Technical specifications
- Polyphony: 8 voice
- Oscillator: 2 DCOs per voice
- LFO: 4 total
- Synthesis type: Subtractive synthesis
- Filter: Analog low pass (resonant 4-pole or 2-pole)
- Effects: None

Input/output
- Keyboard: 5 octave, C to C

= Prophet '08 =

Synthesizer

The Prophet '08 is a polyphonic analog synthesizer released by Dave Smith Instruments (DSI) in 2007. As with DSI's other instruments, the Prophet '08 uses analog subtractive synthesis. Similar in functionality to the renowned Sequential Circuits Prophet-5 popularized in the 1970s (also designed by Dave Smith), the Prophet '08 has an all analog signal path; however its envelopes are generated digitally.

In 2017, the Prophet '08 was superseded by the Prophet Rev2, which is available in 8-voice and 16-voice versions as well as keyboard and module variants. The Prophet Rev2 added waveshape modulation, improved onboard effects, a sub oscillator and a polyphonic sequencer.
==Sound architecture==

The Prophet '08 is an eight-voice analog synthesizer featuring all-analog audio paths with digital parameter control. It offers three playing modes: uniform eight-voice, a split mode dividing the keyboard between two different sounds, and a stacked mode for layered four-voice textures.

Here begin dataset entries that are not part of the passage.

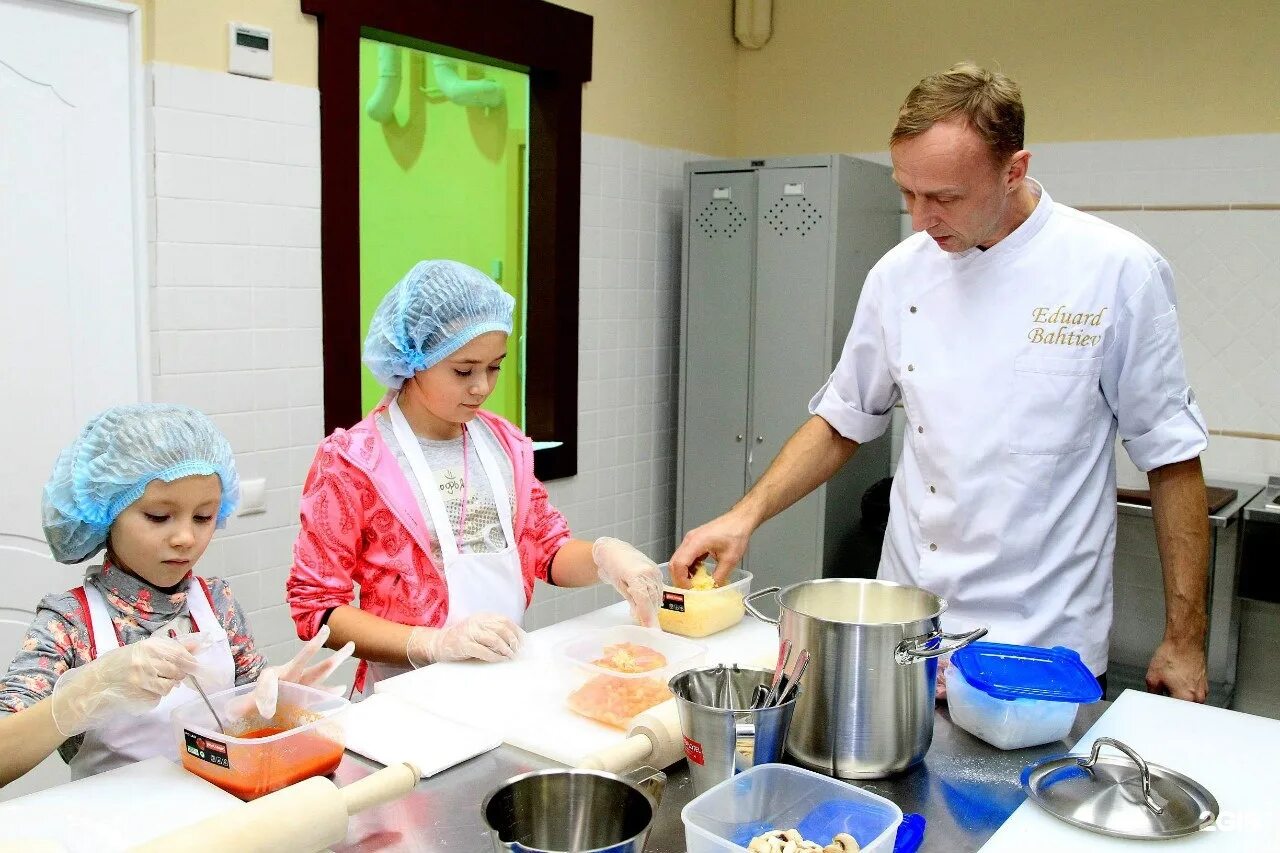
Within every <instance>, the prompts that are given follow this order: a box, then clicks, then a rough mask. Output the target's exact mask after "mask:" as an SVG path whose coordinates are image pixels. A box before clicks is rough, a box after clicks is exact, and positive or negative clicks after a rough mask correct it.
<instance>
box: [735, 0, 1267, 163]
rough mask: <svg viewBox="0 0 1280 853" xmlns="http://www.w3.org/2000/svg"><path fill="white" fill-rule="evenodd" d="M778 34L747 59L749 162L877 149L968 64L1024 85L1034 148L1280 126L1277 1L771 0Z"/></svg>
mask: <svg viewBox="0 0 1280 853" xmlns="http://www.w3.org/2000/svg"><path fill="white" fill-rule="evenodd" d="M773 24H774V26H773V38H772V40H771V41H769V44H768V45H765V46H764V49H763V50H759V51H748V50H740V51H739V61H737V64H736V74H737V82H736V86H735V92H736V97H737V105H736V124H737V129H736V133H735V141H733V146H735V151H736V152H737V154H739V155H777V154H801V152H818V151H874V150H881V149H883V147H886V143H887V137H888V132H890V128H891V127H892V124H893V119H895V117H896V114H897V106H899V104H900V102H901V100H902V99H904V97H905V96H906V93H908V91H910V88H911V86H914V85H915V82H916V81H919V78H920V77H923V76H925V74H928V73H931V72H934V70H940V69H942V68H946V67H947V65H950V64H951V63H954V61H956V60H960V59H973V60H975V61H978V63H982V64H989V65H993V67H998V68H1001V69H1002V70H1004V72H1005V73H1007V74H1010V76H1011V77H1012V78H1014V79H1016V81H1018V82H1019V83H1020V85H1021V86H1023V93H1024V101H1025V104H1027V110H1028V123H1027V134H1028V140H1030V141H1033V142H1047V141H1055V142H1059V141H1061V142H1065V141H1080V140H1135V138H1162V137H1187V136H1217V134H1230V133H1265V132H1271V133H1274V132H1277V131H1280V63H1277V61H1276V56H1277V55H1280V4H1277V3H1275V1H1274V0H1222V1H1221V3H1204V1H1199V0H1123V1H1120V3H1116V0H1071V1H1070V3H1061V1H1053V0H984V1H983V3H936V1H932V0H931V1H928V3H924V1H922V0H902V1H900V3H855V1H852V0H776V3H774V20H773Z"/></svg>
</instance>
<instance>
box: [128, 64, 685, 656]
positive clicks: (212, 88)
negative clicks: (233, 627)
mask: <svg viewBox="0 0 1280 853" xmlns="http://www.w3.org/2000/svg"><path fill="white" fill-rule="evenodd" d="M151 93H152V104H154V109H152V110H151V115H150V128H151V132H150V138H148V150H150V152H151V160H152V167H154V169H152V173H154V174H152V186H154V191H152V192H154V196H152V199H151V206H152V210H154V216H155V222H154V231H152V252H154V277H155V282H154V284H155V287H154V291H152V292H154V300H152V334H154V346H155V364H154V374H155V384H154V387H155V398H156V400H166V401H179V402H186V403H189V405H193V406H197V407H200V409H202V410H205V411H207V412H209V414H210V415H212V416H214V419H215V420H216V421H218V424H219V427H220V428H221V429H223V430H224V432H225V433H227V435H228V438H229V439H230V442H232V444H233V447H234V448H236V451H237V464H238V465H239V469H241V475H242V476H243V478H246V479H248V478H257V476H265V478H266V480H268V512H266V514H264V515H257V516H248V517H244V519H233V520H232V521H230V524H229V525H228V529H227V530H224V532H221V533H219V535H218V537H215V539H214V544H212V546H211V547H210V549H209V553H207V556H206V557H205V560H204V561H202V564H201V569H202V570H204V571H206V573H207V574H218V575H224V576H228V578H230V579H232V584H233V587H234V589H236V594H237V597H238V598H239V599H241V602H242V605H243V606H244V608H246V610H247V611H250V619H251V620H252V625H253V630H255V634H256V635H257V639H259V643H260V644H261V646H262V647H264V648H266V651H268V653H269V656H270V657H271V658H273V660H274V661H279V660H282V658H283V657H285V656H287V654H291V653H292V651H293V649H294V648H296V647H297V640H296V639H294V633H293V622H292V620H291V619H289V616H288V612H287V607H285V606H284V579H285V576H287V574H288V567H289V561H291V548H292V543H293V539H294V537H296V534H297V502H298V496H300V493H301V485H302V480H303V478H305V475H306V471H307V466H308V465H310V462H311V456H312V453H314V452H315V447H316V444H317V443H319V441H320V439H321V437H323V410H321V405H323V384H321V351H320V216H319V205H320V170H319V96H317V92H316V91H315V90H308V88H302V87H296V86H287V85H283V83H275V82H266V81H256V79H250V78H243V77H236V76H232V74H221V73H212V72H205V70H197V69H192V68H184V67H174V65H164V64H155V65H152V68H151ZM695 156H696V155H686V154H684V152H681V151H675V150H666V149H654V147H648V146H641V145H639V143H635V142H627V141H622V140H614V138H608V137H600V136H591V134H585V136H584V138H582V161H584V163H582V252H581V255H582V259H581V270H580V273H581V300H582V301H581V306H580V314H581V327H580V341H581V351H580V362H579V377H580V384H579V400H580V415H579V442H580V444H579V475H577V476H575V478H571V479H568V480H561V482H554V483H550V484H549V491H550V494H552V500H553V501H554V502H556V505H557V506H558V507H559V508H561V510H562V511H563V512H564V514H566V516H567V517H568V520H570V524H571V525H572V529H573V532H575V535H577V537H580V538H585V539H591V538H595V537H598V535H616V537H620V538H623V539H627V540H628V542H632V543H635V544H636V546H637V547H640V548H641V549H644V551H645V552H648V553H650V555H652V556H653V557H655V558H659V560H660V558H664V557H666V556H667V555H668V553H669V551H671V548H672V507H673V502H675V446H676V438H675V418H676V414H675V394H676V373H675V371H676V319H677V316H678V305H677V298H678V297H677V295H678V288H680V274H678V264H680V206H681V195H680V174H681V168H682V164H684V161H685V160H686V159H694V158H695ZM613 601H617V596H616V594H614V593H613V590H612V589H609V588H602V587H595V588H590V589H580V590H568V589H554V588H549V587H541V585H540V587H539V590H538V594H536V596H535V598H534V605H532V606H531V608H530V611H529V616H527V621H529V625H530V626H531V628H538V626H540V625H544V624H548V622H552V621H557V620H561V619H564V617H567V616H571V615H576V613H581V612H586V611H589V610H594V608H595V607H599V606H603V605H605V603H609V602H613Z"/></svg>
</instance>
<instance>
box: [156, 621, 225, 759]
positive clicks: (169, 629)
mask: <svg viewBox="0 0 1280 853" xmlns="http://www.w3.org/2000/svg"><path fill="white" fill-rule="evenodd" d="M169 639H178V631H175V630H174V629H172V628H170V629H169ZM187 680H188V681H191V686H193V688H196V693H198V694H200V698H201V699H204V701H205V707H206V708H209V713H211V715H214V722H216V724H218V731H220V733H221V734H227V726H224V725H223V721H221V717H219V716H218V712H216V711H214V703H212V702H210V701H209V695H207V694H206V693H205V688H202V686H200V679H197V678H196V674H195V672H192V674H191V675H188V676H187Z"/></svg>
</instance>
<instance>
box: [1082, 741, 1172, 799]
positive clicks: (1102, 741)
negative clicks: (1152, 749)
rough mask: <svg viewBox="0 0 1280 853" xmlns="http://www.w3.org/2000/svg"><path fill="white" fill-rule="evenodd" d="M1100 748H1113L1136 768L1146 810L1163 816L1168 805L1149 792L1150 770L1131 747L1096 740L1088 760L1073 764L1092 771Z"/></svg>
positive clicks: (1150, 786)
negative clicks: (1141, 790) (1127, 758)
mask: <svg viewBox="0 0 1280 853" xmlns="http://www.w3.org/2000/svg"><path fill="white" fill-rule="evenodd" d="M1102 747H1115V748H1116V749H1119V751H1120V752H1123V753H1124V754H1125V756H1126V757H1128V758H1129V761H1132V762H1133V763H1134V765H1137V766H1138V776H1139V779H1140V780H1142V798H1143V800H1146V806H1147V808H1149V809H1151V811H1152V813H1155V815H1164V813H1165V806H1167V804H1169V802H1167V800H1166V799H1164V798H1162V797H1160V794H1157V793H1155V792H1153V790H1151V770H1148V768H1147V762H1146V761H1143V760H1142V756H1139V754H1138V753H1137V752H1134V751H1133V747H1129V745H1126V744H1123V743H1120V742H1119V740H1116V739H1115V738H1098V739H1097V740H1094V742H1093V749H1091V751H1089V757H1088V758H1076V760H1075V763H1078V765H1080V767H1083V768H1084V770H1092V767H1093V765H1096V763H1097V761H1098V752H1100V751H1101V749H1102Z"/></svg>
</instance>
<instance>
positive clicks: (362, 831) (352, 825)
mask: <svg viewBox="0 0 1280 853" xmlns="http://www.w3.org/2000/svg"><path fill="white" fill-rule="evenodd" d="M1107 706H1108V703H1106V702H1097V703H1094V704H1091V706H1084V707H1082V708H1080V712H1079V715H1078V716H1076V720H1075V726H1074V727H1073V729H1071V734H1070V735H1068V738H1066V740H1065V742H1059V743H1053V744H1048V745H1046V747H1033V748H1029V749H1018V751H1011V752H1004V751H1000V749H996V748H995V747H989V745H987V744H986V743H983V742H982V740H978V739H977V738H974V736H972V735H970V734H969V733H966V731H964V730H963V729H960V727H957V726H955V725H952V724H951V719H950V717H948V716H947V712H946V711H945V710H941V711H938V712H937V716H936V717H934V731H933V745H932V747H931V748H929V753H928V754H927V756H925V760H924V763H923V765H920V766H918V767H916V768H914V770H911V771H909V772H906V774H904V775H901V776H899V777H896V779H884V780H874V781H867V783H861V786H863V788H865V789H867V790H870V792H874V793H877V794H881V795H882V797H887V798H888V799H891V800H893V802H895V803H897V804H899V806H900V807H901V808H902V811H904V812H916V813H920V815H923V816H924V817H925V820H927V821H928V829H927V833H925V838H924V845H923V847H922V848H920V849H922V850H924V852H929V850H938V852H942V850H946V852H947V853H961V852H964V850H977V849H978V848H980V847H982V845H983V844H984V843H986V841H987V839H989V838H991V836H992V834H995V831H996V829H998V827H1000V825H1001V824H1004V822H1005V820H1006V818H1007V817H1009V816H1010V815H1011V813H1012V812H1014V809H1015V808H1018V806H1019V804H1020V803H1021V802H1023V799H1024V797H1023V792H1021V788H1020V786H1019V776H1020V774H1021V770H1023V767H1025V766H1027V765H1029V763H1030V762H1033V761H1036V760H1037V758H1039V757H1041V756H1046V754H1052V753H1060V752H1066V749H1068V748H1069V747H1070V744H1074V743H1075V742H1076V740H1078V739H1079V738H1080V736H1082V735H1083V734H1084V733H1085V731H1087V730H1088V729H1089V727H1091V726H1092V725H1093V724H1094V722H1096V721H1097V719H1098V717H1100V716H1102V712H1103V711H1106V708H1107ZM422 735H424V736H430V734H429V733H422ZM554 766H557V765H556V763H554V762H550V761H547V760H545V758H541V757H539V756H534V754H531V753H527V752H524V751H521V749H516V748H513V747H506V745H503V747H499V748H498V749H494V751H493V752H489V753H486V754H484V756H480V757H477V758H472V760H471V761H468V762H466V763H462V765H458V766H457V767H453V768H452V770H448V771H445V772H443V774H440V775H439V776H435V777H433V779H426V780H422V781H420V783H419V785H417V788H416V789H415V790H413V793H412V794H410V795H408V797H406V798H403V799H401V800H398V802H394V803H389V804H388V806H383V807H380V808H375V809H371V811H369V812H365V813H362V815H357V816H355V817H353V818H352V821H351V829H349V831H348V834H347V841H346V843H344V844H343V845H340V847H338V848H335V849H337V850H339V852H342V850H360V852H362V853H371V852H374V850H424V852H425V850H431V852H435V850H451V852H454V853H483V852H484V850H490V849H492V847H490V841H489V834H488V830H486V829H485V826H484V821H481V818H480V802H481V800H483V799H484V798H485V795H486V794H488V793H489V792H490V790H493V789H494V788H497V786H498V785H499V784H500V783H502V781H503V780H506V779H508V777H511V776H515V775H516V774H521V772H525V771H529V770H539V768H544V767H554ZM376 768H378V765H374V763H371V762H369V761H365V760H364V758H361V757H358V756H355V754H352V753H347V756H346V757H344V758H343V762H342V766H339V767H338V771H337V774H335V780H337V781H338V784H339V785H346V784H348V783H352V781H355V780H357V779H360V777H362V776H365V775H367V774H369V772H371V771H372V770H376ZM667 776H668V781H667V789H666V792H664V793H663V798H662V804H660V807H659V809H658V820H657V825H655V827H654V831H653V833H652V835H650V838H649V844H648V847H646V848H645V850H646V852H648V853H681V852H682V850H684V849H685V829H684V825H682V824H681V821H680V809H682V808H684V807H685V804H686V803H687V802H689V800H690V799H692V797H694V792H692V785H691V783H690V779H689V771H687V768H686V767H685V763H684V762H681V763H678V765H675V766H673V767H672V768H669V770H668V771H667Z"/></svg>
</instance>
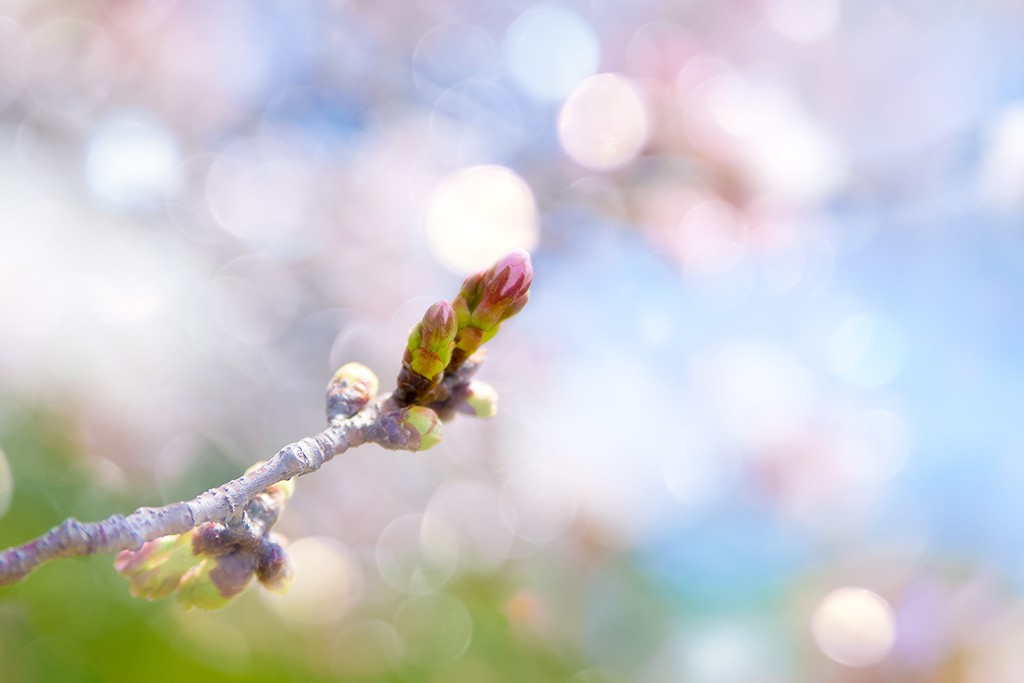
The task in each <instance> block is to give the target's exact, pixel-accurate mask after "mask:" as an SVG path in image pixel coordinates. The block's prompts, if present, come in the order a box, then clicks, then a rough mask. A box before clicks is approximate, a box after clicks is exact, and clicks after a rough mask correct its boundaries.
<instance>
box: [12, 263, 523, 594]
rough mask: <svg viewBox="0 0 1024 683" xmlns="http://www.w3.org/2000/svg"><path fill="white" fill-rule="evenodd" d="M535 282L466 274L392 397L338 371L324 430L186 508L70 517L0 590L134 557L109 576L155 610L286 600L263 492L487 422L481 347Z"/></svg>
mask: <svg viewBox="0 0 1024 683" xmlns="http://www.w3.org/2000/svg"><path fill="white" fill-rule="evenodd" d="M532 280H534V270H532V265H531V264H530V261H529V255H528V254H527V253H526V252H524V251H522V250H515V251H513V252H511V253H509V254H507V255H506V256H505V257H503V258H502V259H500V260H499V261H498V262H497V263H495V265H493V266H492V267H490V268H489V269H487V270H481V271H479V272H476V273H473V274H471V275H470V276H469V278H467V279H466V280H465V281H464V282H463V285H462V289H461V290H460V292H459V295H458V296H457V297H456V298H455V301H454V303H451V304H450V303H449V302H447V301H439V302H437V303H436V304H434V305H433V306H431V307H430V308H429V309H427V312H426V313H425V314H424V316H423V319H422V321H421V322H420V323H418V324H417V325H416V327H414V328H413V331H412V332H411V333H410V337H409V342H408V344H407V347H406V352H404V355H403V357H402V368H401V371H400V372H399V374H398V380H397V388H396V389H395V391H394V392H393V393H392V394H390V395H386V396H382V397H380V398H376V399H375V396H376V394H377V389H378V384H379V383H378V380H377V376H376V375H374V374H373V372H372V371H370V370H369V369H368V368H365V367H364V366H360V365H359V364H355V362H350V364H346V365H345V366H342V368H341V369H339V370H338V372H336V373H335V375H334V377H332V378H331V381H330V382H329V383H328V389H327V396H326V402H327V416H328V424H329V426H328V428H327V429H326V430H324V431H322V432H321V433H318V434H316V435H314V436H309V437H306V438H304V439H302V440H300V441H296V442H295V443H291V444H289V445H286V446H285V447H283V449H282V450H281V451H279V452H278V455H275V456H274V457H273V458H271V459H270V460H268V461H266V462H265V463H262V464H260V465H259V466H256V467H253V468H251V469H250V470H249V471H247V472H246V473H245V474H243V475H242V476H241V477H239V478H237V479H233V480H231V481H228V482H227V483H225V484H223V485H221V486H218V487H216V488H211V489H209V490H207V492H205V493H203V494H200V495H199V496H197V497H196V498H194V499H193V500H190V501H182V502H179V503H171V504H169V505H165V506H164V507H161V508H139V509H138V510H136V511H135V512H133V513H131V514H130V515H128V516H127V517H125V516H122V515H112V516H110V517H108V518H106V519H104V520H103V521H99V522H91V523H86V524H83V523H82V522H80V521H78V520H77V519H74V518H68V519H66V520H65V521H63V522H61V523H60V524H57V525H56V526H54V527H53V528H51V529H50V530H49V531H47V532H46V533H44V535H43V536H41V537H39V538H37V539H35V540H34V541H30V542H29V543H27V544H25V545H22V546H17V547H14V548H9V549H7V550H5V551H3V552H0V586H7V585H10V584H13V583H15V582H17V581H20V580H22V579H25V578H26V577H27V575H29V574H30V573H31V572H32V571H33V570H34V569H35V568H36V567H37V566H39V565H40V564H42V563H43V562H46V561H48V560H52V559H56V558H59V557H76V556H79V555H91V554H93V553H116V552H120V551H133V552H134V554H133V553H126V554H125V555H126V556H125V557H120V556H119V559H118V560H117V562H116V566H117V568H118V571H120V572H122V573H123V574H125V575H126V577H128V578H129V581H130V582H131V583H130V592H131V593H132V595H135V596H145V597H148V598H151V599H154V598H155V597H164V596H166V595H168V594H169V593H170V592H172V591H174V590H178V591H179V594H178V597H179V600H181V601H182V603H183V604H184V605H185V606H186V607H188V606H200V607H204V608H206V609H214V608H216V607H218V606H222V605H223V604H225V603H226V601H227V600H229V599H230V598H231V597H233V596H234V595H237V594H238V593H240V592H241V591H242V590H243V589H244V588H245V586H246V584H247V583H248V582H249V580H250V579H251V577H252V574H253V572H254V571H255V572H256V574H257V577H258V579H259V581H260V583H261V584H263V585H264V587H265V588H268V589H269V590H285V584H286V583H287V580H288V578H289V577H288V574H289V570H288V568H287V566H286V562H285V556H284V554H283V553H284V551H283V550H282V549H281V547H280V546H279V545H278V543H276V541H274V540H273V538H272V535H270V533H269V528H270V526H272V525H273V523H274V521H276V519H278V515H279V514H280V513H281V509H282V506H283V505H284V501H285V500H287V498H288V495H289V494H284V493H283V492H281V490H278V492H276V494H274V492H273V489H270V488H269V487H270V486H273V485H274V484H276V483H279V482H281V481H285V480H288V479H292V478H294V477H298V476H302V475H303V474H308V473H309V472H314V471H316V470H318V469H319V468H321V467H323V466H324V464H325V463H326V462H328V461H329V460H331V459H332V458H334V457H335V456H336V455H338V454H340V453H344V452H345V451H347V450H348V449H350V447H353V446H357V445H361V444H362V443H366V442H368V441H369V442H375V443H379V444H380V445H382V446H384V447H385V449H391V450H394V451H425V450H427V449H429V447H431V446H432V445H434V444H435V443H437V442H438V441H439V440H440V438H441V433H440V423H441V422H446V421H449V420H451V419H452V418H454V417H455V415H456V414H457V413H463V414H466V415H473V416H476V417H490V416H493V415H494V414H495V412H496V410H497V403H496V400H497V397H496V395H495V393H494V390H493V389H492V388H490V387H488V386H486V385H485V384H482V383H479V382H472V381H471V379H472V377H473V375H474V374H475V373H476V370H477V369H478V368H479V365H480V362H481V361H482V360H483V355H484V354H483V350H482V349H480V345H481V344H482V343H484V342H486V341H487V340H488V339H490V338H492V337H494V336H495V334H496V333H497V332H498V330H499V328H500V327H501V325H502V323H503V322H504V321H506V319H508V318H509V317H511V316H513V315H515V314H516V313H518V312H519V311H520V310H521V309H522V307H523V306H524V305H525V304H526V301H527V300H528V298H529V286H530V284H531V283H532ZM264 492H266V496H261V494H263V493H264ZM257 497H260V498H259V499H258V498H257ZM260 499H266V500H260ZM210 522H212V523H210ZM197 528H198V531H197V533H198V536H196V537H194V535H191V533H189V536H188V539H187V540H183V539H182V538H175V539H173V540H169V543H157V544H151V545H150V546H146V550H145V551H142V552H139V551H141V549H142V548H143V546H144V545H145V544H146V543H148V542H151V541H156V540H157V539H162V538H164V537H172V536H173V537H181V536H182V535H184V533H185V532H187V531H190V530H191V529H197ZM165 541H168V540H166V539H165ZM185 542H187V543H188V544H189V545H188V546H187V547H186V553H187V555H186V559H188V560H189V561H188V562H186V563H181V562H180V561H179V560H180V558H178V559H175V561H174V562H172V561H171V556H172V555H174V554H175V552H176V551H175V548H177V547H178V545H179V544H180V543H185ZM154 545H156V546H159V548H158V549H156V550H155V549H154ZM168 545H169V546H170V547H167V546H168ZM154 553H156V554H157V556H154V557H152V556H151V555H153V554H154ZM207 556H209V558H211V559H210V560H209V561H208V558H207ZM175 557H177V556H176V555H175ZM197 557H198V559H196V560H195V561H193V558H197ZM168 564H170V566H168ZM161 567H163V568H161ZM204 572H205V573H204Z"/></svg>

Each voice includes two digitally controlled oscillators (DCOs), a voltage-controlled filter (VCF), a voltage-controlled amplifier (VCA), three ADSR envelope generators, and a noise source. DCOs can generate multiple waveforms with variable pulse widths. The VCF can switch between 4-pole and 2-pole low-pass filters, with modulatable cutoff frequency and resonance. The VCA, controlled by velocity, shapes the amplitude.

The synthesizer's modulation capabilities are extensive, with four general-purpose modulation buses allowing for flexible routing. Some parameters, like LFOs and velocity, have dedicated modulation controls, bypassing the need for a bus. Common modulation targets include DCO pitch, VCF cutoff, and VCA level, with several parameters having dedicated knobs for direct control.

The Prophet '08 features two sets of stereo outputs, with sound routing to the second set when connected. Voices can be panned across the stereo field, with a dedicated knob adjusting the initial stereo spread. It features a 16-step sequencer with four rows, offering analog-style control. Each row can target any modulation parameter, with steps for DCO pitch in quarter-tone increments and continuous adjustment for other parameters.